Ken Fern leads us through a garden of improbable delights - cold climate yams five feet long, edible fuschia fruits, trees laden with delicious berries all through the winter, leaves and flowers with the most subtle and astonishing flavours. It shows us how to use land more efficiently and sustainably than ever before, and it brings to our sadly limited cuisine a vast new range of remarkable foods, all around the year. It is, in short, the first shot in an impending horticultural revolution. The result of an insatiable curiosity and years of painstaking research, this book is comparable in stature only to the works of Evelyn and Culpeper. --George Monbiot
Ken's enthusiasm and pertinent, honest observations make his writing as easily digested as the edible plants he loves. I'm delighted that this treasure trove of information has been marshalled between book covers and so made more accessible and preserved for future generations. --Joy Larkcom
In the 1970s British bus driver Ken Fern went back to the land. Twenty-five years later he published the first edition of this now-revised compendium, a catalog and guide to a staggering number of mostly-perennial plants that can be harvested for food and other uses. Literally, thousands of seed, root, fruit, flower and leaf crops from a range of bulbs, trees, shrubs, climbers, bamboos, water plants and more. While much of the info from the book is available online, the printed format can be easier to peruse and digest. There are sections on 'green manures' and how to mulch with cardboard boxes or newspaper and straw, as well as how to make a pond. Despite all the ideas and potential outlined in the book, the final chapter, 'Future Possibilities', truly emphasizes the magical allure of cultivation and experimentation. --Steven Leckart, Cool Tools
From the Publisher
This book contains information on a great many alternative food plants and otherwise useful plants. It also offers alternative methods of growing these plants in ways that are in harmony with the local environment and can help to improve the overall health of the planet.

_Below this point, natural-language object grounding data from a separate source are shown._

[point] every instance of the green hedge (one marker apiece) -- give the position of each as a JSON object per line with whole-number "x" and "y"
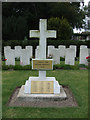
{"x": 35, "y": 42}
{"x": 55, "y": 67}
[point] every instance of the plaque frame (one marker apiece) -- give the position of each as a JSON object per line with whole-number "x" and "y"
{"x": 51, "y": 67}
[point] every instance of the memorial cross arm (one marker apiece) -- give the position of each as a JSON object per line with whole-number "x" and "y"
{"x": 34, "y": 34}
{"x": 51, "y": 34}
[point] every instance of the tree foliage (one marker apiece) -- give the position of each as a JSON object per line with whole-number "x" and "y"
{"x": 64, "y": 30}
{"x": 20, "y": 17}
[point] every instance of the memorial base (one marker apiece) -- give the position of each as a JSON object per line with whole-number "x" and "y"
{"x": 36, "y": 85}
{"x": 41, "y": 97}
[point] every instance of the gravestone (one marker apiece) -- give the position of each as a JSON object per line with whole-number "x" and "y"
{"x": 24, "y": 57}
{"x": 56, "y": 56}
{"x": 17, "y": 51}
{"x": 37, "y": 53}
{"x": 30, "y": 51}
{"x": 62, "y": 50}
{"x": 75, "y": 49}
{"x": 83, "y": 54}
{"x": 70, "y": 56}
{"x": 9, "y": 55}
{"x": 89, "y": 51}
{"x": 50, "y": 50}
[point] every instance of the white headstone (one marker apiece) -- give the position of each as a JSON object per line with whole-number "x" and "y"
{"x": 37, "y": 52}
{"x": 83, "y": 54}
{"x": 89, "y": 51}
{"x": 9, "y": 55}
{"x": 62, "y": 50}
{"x": 17, "y": 51}
{"x": 30, "y": 51}
{"x": 75, "y": 49}
{"x": 70, "y": 56}
{"x": 50, "y": 50}
{"x": 24, "y": 57}
{"x": 56, "y": 56}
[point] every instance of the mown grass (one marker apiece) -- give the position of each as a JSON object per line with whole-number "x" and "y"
{"x": 77, "y": 80}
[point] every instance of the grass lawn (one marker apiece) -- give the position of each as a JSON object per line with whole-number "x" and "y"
{"x": 77, "y": 80}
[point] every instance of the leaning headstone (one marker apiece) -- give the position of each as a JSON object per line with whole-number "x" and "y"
{"x": 83, "y": 54}
{"x": 62, "y": 50}
{"x": 9, "y": 55}
{"x": 17, "y": 51}
{"x": 70, "y": 56}
{"x": 24, "y": 57}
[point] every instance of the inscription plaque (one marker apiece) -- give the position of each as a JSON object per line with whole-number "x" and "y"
{"x": 39, "y": 87}
{"x": 42, "y": 64}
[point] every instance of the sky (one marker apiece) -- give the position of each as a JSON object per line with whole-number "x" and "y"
{"x": 82, "y": 30}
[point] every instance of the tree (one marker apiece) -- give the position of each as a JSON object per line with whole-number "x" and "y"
{"x": 64, "y": 30}
{"x": 31, "y": 12}
{"x": 14, "y": 28}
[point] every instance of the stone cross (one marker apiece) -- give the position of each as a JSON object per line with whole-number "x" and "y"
{"x": 43, "y": 34}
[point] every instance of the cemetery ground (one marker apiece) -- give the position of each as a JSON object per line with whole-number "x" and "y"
{"x": 76, "y": 80}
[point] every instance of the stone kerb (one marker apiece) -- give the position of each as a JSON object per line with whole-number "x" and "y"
{"x": 83, "y": 54}
{"x": 18, "y": 52}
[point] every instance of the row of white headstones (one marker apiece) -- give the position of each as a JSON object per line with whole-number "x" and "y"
{"x": 55, "y": 53}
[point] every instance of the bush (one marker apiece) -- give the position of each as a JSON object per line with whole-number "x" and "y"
{"x": 62, "y": 59}
{"x": 66, "y": 67}
{"x": 16, "y": 67}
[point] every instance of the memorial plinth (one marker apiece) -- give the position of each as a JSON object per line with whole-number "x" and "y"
{"x": 35, "y": 85}
{"x": 42, "y": 85}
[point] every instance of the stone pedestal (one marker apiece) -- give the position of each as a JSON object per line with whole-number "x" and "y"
{"x": 35, "y": 85}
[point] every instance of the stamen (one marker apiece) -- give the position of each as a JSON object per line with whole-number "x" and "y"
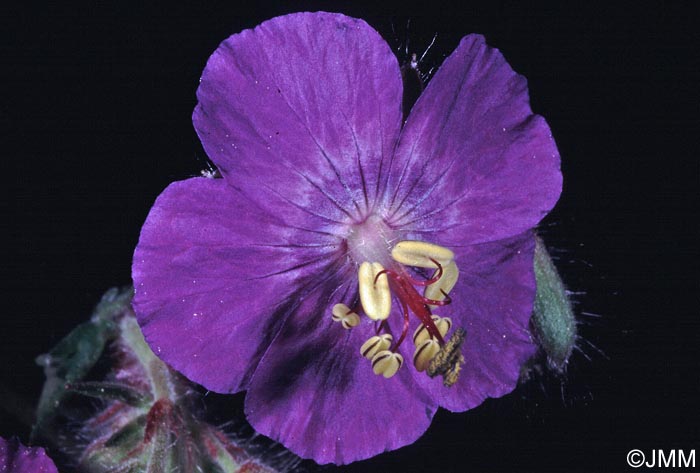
{"x": 374, "y": 291}
{"x": 449, "y": 359}
{"x": 343, "y": 314}
{"x": 386, "y": 363}
{"x": 421, "y": 254}
{"x": 376, "y": 344}
{"x": 443, "y": 324}
{"x": 444, "y": 284}
{"x": 425, "y": 352}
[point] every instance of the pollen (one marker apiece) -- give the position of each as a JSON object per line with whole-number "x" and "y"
{"x": 386, "y": 363}
{"x": 382, "y": 279}
{"x": 448, "y": 361}
{"x": 374, "y": 291}
{"x": 425, "y": 352}
{"x": 421, "y": 254}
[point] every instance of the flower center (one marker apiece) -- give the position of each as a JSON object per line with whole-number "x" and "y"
{"x": 382, "y": 278}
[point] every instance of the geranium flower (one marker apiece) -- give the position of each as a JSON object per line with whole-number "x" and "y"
{"x": 322, "y": 261}
{"x": 16, "y": 458}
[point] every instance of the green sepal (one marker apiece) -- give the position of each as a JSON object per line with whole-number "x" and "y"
{"x": 77, "y": 353}
{"x": 110, "y": 391}
{"x": 553, "y": 318}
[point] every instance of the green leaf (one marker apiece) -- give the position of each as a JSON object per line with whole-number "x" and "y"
{"x": 553, "y": 318}
{"x": 73, "y": 357}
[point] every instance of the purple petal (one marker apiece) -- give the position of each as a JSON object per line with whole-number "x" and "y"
{"x": 318, "y": 396}
{"x": 16, "y": 458}
{"x": 212, "y": 273}
{"x": 302, "y": 111}
{"x": 493, "y": 301}
{"x": 474, "y": 164}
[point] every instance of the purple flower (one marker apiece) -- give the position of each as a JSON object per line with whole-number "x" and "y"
{"x": 330, "y": 209}
{"x": 16, "y": 458}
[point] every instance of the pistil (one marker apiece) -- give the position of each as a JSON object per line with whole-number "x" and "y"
{"x": 378, "y": 285}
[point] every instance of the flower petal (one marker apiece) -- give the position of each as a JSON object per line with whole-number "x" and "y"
{"x": 213, "y": 275}
{"x": 302, "y": 112}
{"x": 493, "y": 301}
{"x": 16, "y": 458}
{"x": 474, "y": 164}
{"x": 318, "y": 396}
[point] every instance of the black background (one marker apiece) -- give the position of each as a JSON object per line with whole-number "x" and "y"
{"x": 97, "y": 110}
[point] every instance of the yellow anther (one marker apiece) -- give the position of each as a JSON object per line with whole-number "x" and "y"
{"x": 425, "y": 352}
{"x": 386, "y": 363}
{"x": 343, "y": 314}
{"x": 421, "y": 334}
{"x": 376, "y": 344}
{"x": 444, "y": 285}
{"x": 421, "y": 254}
{"x": 375, "y": 298}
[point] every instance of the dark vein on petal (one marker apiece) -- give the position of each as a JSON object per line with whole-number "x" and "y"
{"x": 291, "y": 268}
{"x": 302, "y": 208}
{"x": 450, "y": 111}
{"x": 331, "y": 199}
{"x": 294, "y": 245}
{"x": 359, "y": 160}
{"x": 308, "y": 130}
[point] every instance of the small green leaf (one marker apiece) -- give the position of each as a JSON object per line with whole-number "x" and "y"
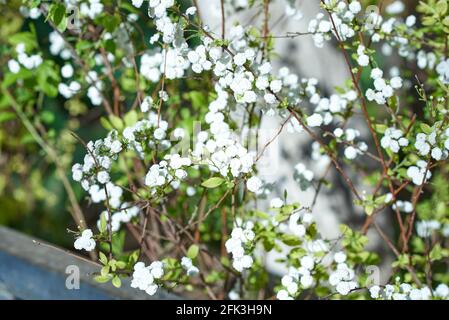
{"x": 116, "y": 122}
{"x": 193, "y": 251}
{"x": 103, "y": 223}
{"x": 426, "y": 128}
{"x": 441, "y": 7}
{"x": 213, "y": 182}
{"x": 116, "y": 282}
{"x": 105, "y": 271}
{"x": 102, "y": 279}
{"x": 131, "y": 118}
{"x": 103, "y": 258}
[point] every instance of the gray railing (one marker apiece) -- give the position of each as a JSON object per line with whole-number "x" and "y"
{"x": 34, "y": 271}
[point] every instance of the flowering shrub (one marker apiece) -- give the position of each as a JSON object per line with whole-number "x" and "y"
{"x": 176, "y": 170}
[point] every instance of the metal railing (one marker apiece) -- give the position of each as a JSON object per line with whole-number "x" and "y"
{"x": 32, "y": 271}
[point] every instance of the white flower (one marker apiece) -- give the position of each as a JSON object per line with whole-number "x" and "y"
{"x": 270, "y": 98}
{"x": 103, "y": 177}
{"x": 240, "y": 59}
{"x": 146, "y": 104}
{"x": 396, "y": 82}
{"x": 374, "y": 292}
{"x": 276, "y": 85}
{"x": 137, "y": 3}
{"x": 442, "y": 291}
{"x": 393, "y": 139}
{"x": 13, "y": 66}
{"x": 283, "y": 295}
{"x": 416, "y": 173}
{"x": 265, "y": 68}
{"x": 351, "y": 153}
{"x": 363, "y": 60}
{"x": 254, "y": 184}
{"x": 355, "y": 7}
{"x": 86, "y": 241}
{"x": 307, "y": 262}
{"x": 315, "y": 120}
{"x": 340, "y": 257}
{"x": 191, "y": 11}
{"x": 67, "y": 71}
{"x": 276, "y": 203}
{"x": 179, "y": 133}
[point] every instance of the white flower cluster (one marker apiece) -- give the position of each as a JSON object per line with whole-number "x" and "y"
{"x": 91, "y": 8}
{"x": 296, "y": 279}
{"x": 342, "y": 15}
{"x": 254, "y": 184}
{"x": 425, "y": 228}
{"x": 405, "y": 291}
{"x": 124, "y": 214}
{"x": 241, "y": 238}
{"x": 98, "y": 161}
{"x": 303, "y": 176}
{"x": 86, "y": 241}
{"x": 169, "y": 62}
{"x": 419, "y": 173}
{"x": 220, "y": 150}
{"x": 147, "y": 133}
{"x": 404, "y": 206}
{"x": 427, "y": 143}
{"x": 29, "y": 62}
{"x": 68, "y": 90}
{"x": 158, "y": 10}
{"x": 58, "y": 46}
{"x": 343, "y": 277}
{"x": 171, "y": 170}
{"x": 32, "y": 13}
{"x": 144, "y": 278}
{"x": 188, "y": 266}
{"x": 443, "y": 71}
{"x": 426, "y": 60}
{"x": 383, "y": 90}
{"x": 353, "y": 149}
{"x": 94, "y": 91}
{"x": 393, "y": 140}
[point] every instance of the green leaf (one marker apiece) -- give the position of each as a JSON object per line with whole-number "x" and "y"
{"x": 438, "y": 253}
{"x": 116, "y": 122}
{"x": 103, "y": 258}
{"x": 369, "y": 209}
{"x": 103, "y": 223}
{"x": 131, "y": 118}
{"x": 213, "y": 182}
{"x": 116, "y": 282}
{"x": 105, "y": 271}
{"x": 426, "y": 128}
{"x": 193, "y": 251}
{"x": 102, "y": 279}
{"x": 441, "y": 7}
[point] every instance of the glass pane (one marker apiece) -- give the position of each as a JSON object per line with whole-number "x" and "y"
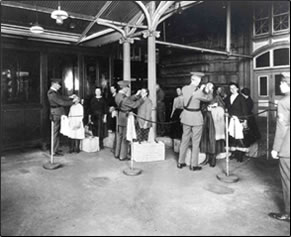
{"x": 281, "y": 8}
{"x": 281, "y": 57}
{"x": 20, "y": 77}
{"x": 262, "y": 27}
{"x": 263, "y": 85}
{"x": 261, "y": 11}
{"x": 263, "y": 60}
{"x": 281, "y": 22}
{"x": 278, "y": 78}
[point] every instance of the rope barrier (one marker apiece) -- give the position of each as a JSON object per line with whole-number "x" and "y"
{"x": 226, "y": 114}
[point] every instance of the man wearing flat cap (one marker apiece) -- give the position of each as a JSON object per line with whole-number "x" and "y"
{"x": 192, "y": 119}
{"x": 281, "y": 147}
{"x": 125, "y": 104}
{"x": 57, "y": 103}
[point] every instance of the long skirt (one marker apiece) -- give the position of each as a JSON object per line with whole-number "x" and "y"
{"x": 208, "y": 143}
{"x": 252, "y": 133}
{"x": 176, "y": 128}
{"x": 99, "y": 128}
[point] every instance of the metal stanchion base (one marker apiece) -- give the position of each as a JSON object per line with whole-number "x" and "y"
{"x": 132, "y": 171}
{"x": 52, "y": 166}
{"x": 227, "y": 179}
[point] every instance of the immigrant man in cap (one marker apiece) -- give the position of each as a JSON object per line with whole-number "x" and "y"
{"x": 125, "y": 104}
{"x": 281, "y": 147}
{"x": 57, "y": 103}
{"x": 192, "y": 119}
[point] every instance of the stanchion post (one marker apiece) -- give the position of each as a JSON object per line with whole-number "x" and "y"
{"x": 52, "y": 142}
{"x": 51, "y": 165}
{"x": 227, "y": 144}
{"x": 268, "y": 130}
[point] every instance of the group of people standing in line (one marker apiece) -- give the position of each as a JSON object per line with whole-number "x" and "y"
{"x": 202, "y": 110}
{"x": 199, "y": 115}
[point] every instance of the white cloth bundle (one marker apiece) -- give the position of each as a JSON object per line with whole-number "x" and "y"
{"x": 76, "y": 126}
{"x": 236, "y": 128}
{"x": 219, "y": 124}
{"x": 130, "y": 131}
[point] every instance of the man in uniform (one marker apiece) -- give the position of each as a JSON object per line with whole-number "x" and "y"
{"x": 161, "y": 110}
{"x": 125, "y": 104}
{"x": 57, "y": 103}
{"x": 192, "y": 119}
{"x": 281, "y": 147}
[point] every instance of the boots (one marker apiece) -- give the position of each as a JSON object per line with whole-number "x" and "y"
{"x": 212, "y": 161}
{"x": 71, "y": 145}
{"x": 240, "y": 156}
{"x": 205, "y": 162}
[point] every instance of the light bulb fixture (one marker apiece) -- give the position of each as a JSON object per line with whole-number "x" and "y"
{"x": 36, "y": 28}
{"x": 59, "y": 15}
{"x": 180, "y": 10}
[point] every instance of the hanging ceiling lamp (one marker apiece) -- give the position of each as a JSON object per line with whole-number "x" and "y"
{"x": 36, "y": 28}
{"x": 59, "y": 15}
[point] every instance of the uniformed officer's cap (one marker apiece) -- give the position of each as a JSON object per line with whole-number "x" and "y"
{"x": 123, "y": 84}
{"x": 198, "y": 74}
{"x": 286, "y": 77}
{"x": 56, "y": 80}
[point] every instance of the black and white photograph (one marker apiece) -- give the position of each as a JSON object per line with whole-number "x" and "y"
{"x": 145, "y": 118}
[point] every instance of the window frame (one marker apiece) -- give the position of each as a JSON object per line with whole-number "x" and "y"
{"x": 276, "y": 32}
{"x": 271, "y": 55}
{"x": 259, "y": 87}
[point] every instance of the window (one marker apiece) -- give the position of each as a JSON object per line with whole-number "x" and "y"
{"x": 64, "y": 67}
{"x": 20, "y": 77}
{"x": 263, "y": 60}
{"x": 281, "y": 16}
{"x": 274, "y": 17}
{"x": 261, "y": 19}
{"x": 281, "y": 57}
{"x": 263, "y": 86}
{"x": 278, "y": 78}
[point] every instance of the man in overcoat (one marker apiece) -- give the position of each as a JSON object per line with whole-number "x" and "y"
{"x": 192, "y": 120}
{"x": 125, "y": 104}
{"x": 57, "y": 103}
{"x": 281, "y": 147}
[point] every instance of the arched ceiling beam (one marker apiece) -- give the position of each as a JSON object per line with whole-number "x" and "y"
{"x": 102, "y": 10}
{"x": 122, "y": 32}
{"x": 146, "y": 12}
{"x": 159, "y": 13}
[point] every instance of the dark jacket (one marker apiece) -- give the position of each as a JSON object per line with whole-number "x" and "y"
{"x": 126, "y": 104}
{"x": 57, "y": 103}
{"x": 238, "y": 107}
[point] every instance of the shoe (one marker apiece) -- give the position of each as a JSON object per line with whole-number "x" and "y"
{"x": 181, "y": 165}
{"x": 124, "y": 159}
{"x": 58, "y": 154}
{"x": 195, "y": 168}
{"x": 280, "y": 217}
{"x": 206, "y": 161}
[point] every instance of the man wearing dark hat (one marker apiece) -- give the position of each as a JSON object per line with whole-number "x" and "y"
{"x": 192, "y": 119}
{"x": 281, "y": 147}
{"x": 125, "y": 104}
{"x": 57, "y": 103}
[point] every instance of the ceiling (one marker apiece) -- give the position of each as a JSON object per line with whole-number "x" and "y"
{"x": 81, "y": 27}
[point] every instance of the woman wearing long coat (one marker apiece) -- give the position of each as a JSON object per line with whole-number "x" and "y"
{"x": 213, "y": 135}
{"x": 98, "y": 116}
{"x": 238, "y": 111}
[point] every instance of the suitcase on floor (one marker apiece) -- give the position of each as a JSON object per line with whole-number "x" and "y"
{"x": 90, "y": 144}
{"x": 148, "y": 151}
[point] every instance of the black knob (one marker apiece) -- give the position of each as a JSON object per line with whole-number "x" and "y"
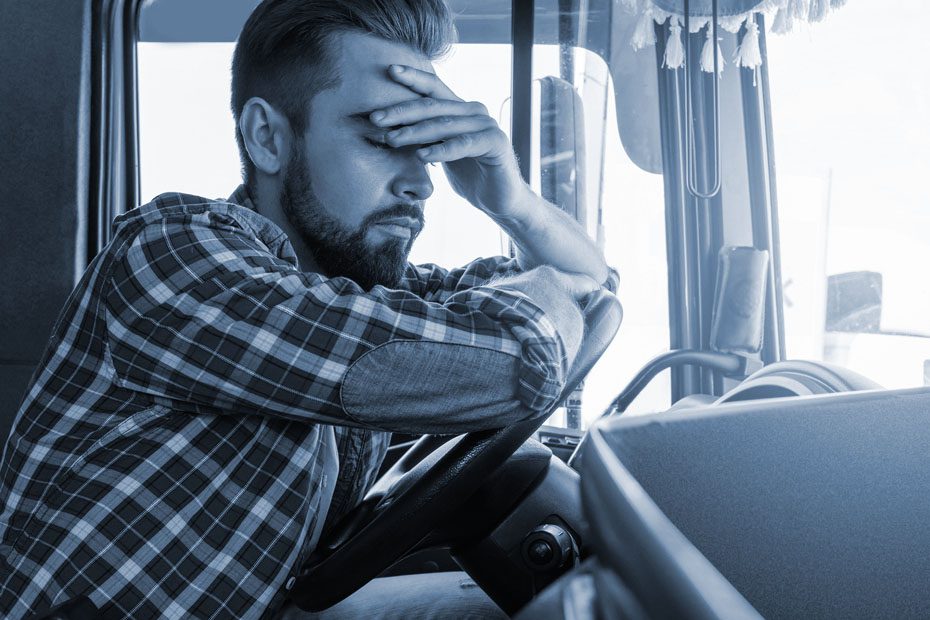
{"x": 540, "y": 552}
{"x": 547, "y": 547}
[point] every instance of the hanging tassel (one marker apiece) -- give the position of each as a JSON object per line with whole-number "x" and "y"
{"x": 784, "y": 20}
{"x": 818, "y": 10}
{"x": 674, "y": 50}
{"x": 748, "y": 54}
{"x": 707, "y": 54}
{"x": 732, "y": 23}
{"x": 695, "y": 24}
{"x": 801, "y": 9}
{"x": 644, "y": 35}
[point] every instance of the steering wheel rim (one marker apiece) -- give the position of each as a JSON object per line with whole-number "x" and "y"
{"x": 418, "y": 493}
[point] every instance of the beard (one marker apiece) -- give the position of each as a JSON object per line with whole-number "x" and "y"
{"x": 338, "y": 250}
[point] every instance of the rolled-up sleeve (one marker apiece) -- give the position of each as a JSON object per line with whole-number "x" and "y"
{"x": 207, "y": 317}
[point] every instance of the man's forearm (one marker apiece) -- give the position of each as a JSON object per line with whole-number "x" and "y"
{"x": 546, "y": 235}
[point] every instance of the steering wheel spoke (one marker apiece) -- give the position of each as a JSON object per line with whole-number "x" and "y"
{"x": 429, "y": 484}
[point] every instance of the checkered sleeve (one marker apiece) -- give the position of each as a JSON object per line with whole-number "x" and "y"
{"x": 435, "y": 283}
{"x": 200, "y": 312}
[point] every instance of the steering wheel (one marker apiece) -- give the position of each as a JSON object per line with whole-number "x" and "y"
{"x": 433, "y": 479}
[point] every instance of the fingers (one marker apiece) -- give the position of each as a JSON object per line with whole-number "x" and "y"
{"x": 488, "y": 143}
{"x": 417, "y": 110}
{"x": 437, "y": 129}
{"x": 577, "y": 284}
{"x": 422, "y": 82}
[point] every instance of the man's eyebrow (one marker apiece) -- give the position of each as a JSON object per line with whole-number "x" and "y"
{"x": 361, "y": 117}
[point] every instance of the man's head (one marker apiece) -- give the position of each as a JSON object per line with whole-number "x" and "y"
{"x": 305, "y": 75}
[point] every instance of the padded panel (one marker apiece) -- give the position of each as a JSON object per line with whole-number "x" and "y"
{"x": 44, "y": 47}
{"x": 811, "y": 507}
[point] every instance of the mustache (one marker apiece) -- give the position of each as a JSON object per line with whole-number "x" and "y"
{"x": 412, "y": 211}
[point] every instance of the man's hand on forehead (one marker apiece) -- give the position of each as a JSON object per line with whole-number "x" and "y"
{"x": 476, "y": 153}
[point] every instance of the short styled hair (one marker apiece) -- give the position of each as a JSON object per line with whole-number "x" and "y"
{"x": 285, "y": 52}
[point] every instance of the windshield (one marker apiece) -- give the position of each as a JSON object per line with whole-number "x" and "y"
{"x": 851, "y": 116}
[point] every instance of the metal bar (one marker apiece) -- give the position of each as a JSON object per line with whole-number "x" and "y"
{"x": 774, "y": 315}
{"x": 679, "y": 243}
{"x": 690, "y": 146}
{"x": 567, "y": 39}
{"x": 760, "y": 162}
{"x": 521, "y": 129}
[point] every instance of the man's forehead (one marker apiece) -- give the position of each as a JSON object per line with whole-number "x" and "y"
{"x": 363, "y": 63}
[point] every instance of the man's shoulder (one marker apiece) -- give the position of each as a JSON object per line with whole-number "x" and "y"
{"x": 189, "y": 210}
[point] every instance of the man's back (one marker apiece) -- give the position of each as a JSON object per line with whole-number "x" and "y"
{"x": 174, "y": 454}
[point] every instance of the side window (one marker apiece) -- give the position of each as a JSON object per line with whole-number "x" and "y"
{"x": 851, "y": 136}
{"x": 623, "y": 208}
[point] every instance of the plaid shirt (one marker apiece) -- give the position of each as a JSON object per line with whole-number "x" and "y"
{"x": 175, "y": 455}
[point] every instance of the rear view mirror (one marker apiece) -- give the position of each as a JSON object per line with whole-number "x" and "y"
{"x": 854, "y": 302}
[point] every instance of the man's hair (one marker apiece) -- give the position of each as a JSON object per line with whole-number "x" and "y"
{"x": 285, "y": 52}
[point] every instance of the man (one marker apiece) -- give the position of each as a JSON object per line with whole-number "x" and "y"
{"x": 223, "y": 380}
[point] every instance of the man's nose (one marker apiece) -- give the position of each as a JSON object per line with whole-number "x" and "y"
{"x": 413, "y": 183}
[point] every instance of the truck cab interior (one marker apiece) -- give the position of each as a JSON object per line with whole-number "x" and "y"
{"x": 747, "y": 436}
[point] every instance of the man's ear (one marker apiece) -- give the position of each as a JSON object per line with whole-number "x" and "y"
{"x": 266, "y": 134}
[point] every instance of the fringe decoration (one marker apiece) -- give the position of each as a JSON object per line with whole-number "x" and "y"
{"x": 695, "y": 24}
{"x": 644, "y": 35}
{"x": 731, "y": 23}
{"x": 674, "y": 50}
{"x": 748, "y": 54}
{"x": 782, "y": 14}
{"x": 784, "y": 20}
{"x": 707, "y": 54}
{"x": 800, "y": 8}
{"x": 818, "y": 10}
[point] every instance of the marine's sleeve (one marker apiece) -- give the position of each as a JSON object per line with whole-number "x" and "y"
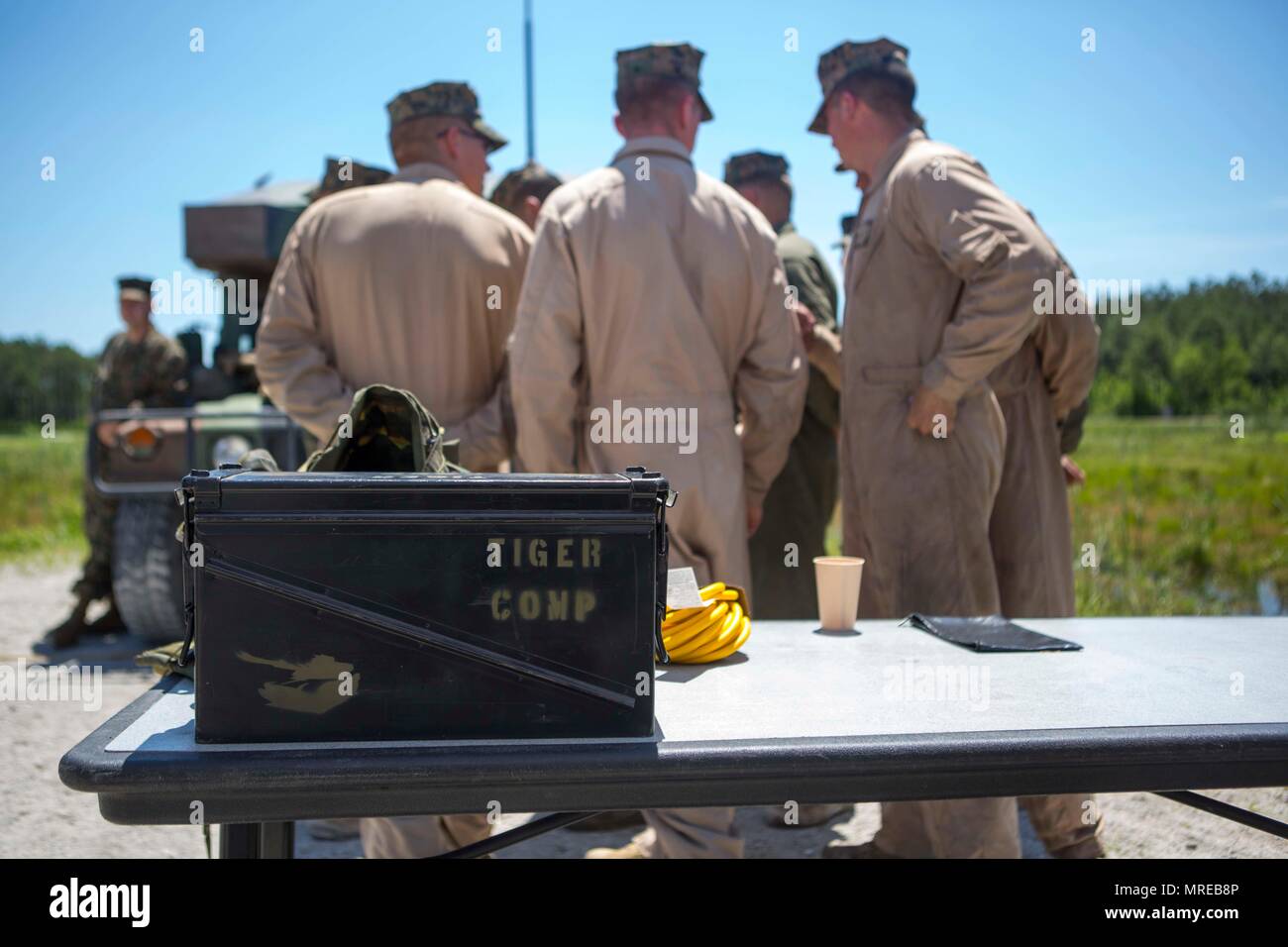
{"x": 290, "y": 360}
{"x": 545, "y": 354}
{"x": 487, "y": 436}
{"x": 1068, "y": 344}
{"x": 987, "y": 243}
{"x": 1070, "y": 428}
{"x": 771, "y": 380}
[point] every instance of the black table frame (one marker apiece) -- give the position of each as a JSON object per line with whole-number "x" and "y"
{"x": 258, "y": 795}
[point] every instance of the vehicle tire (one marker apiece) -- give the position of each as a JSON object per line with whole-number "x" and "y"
{"x": 147, "y": 569}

Whilst many of the plants discussed here are reasonably well known in this country (even if their uses are not so well known), a number of the plants are much more experimental in their nature.
It is hoped that the book will stimulate interest in these plants and help people to increase the range of foods in their diet. It is also hoped that it will encourage people to experiment with some of the plants in this book and thereby help us to increase our knowledge of them.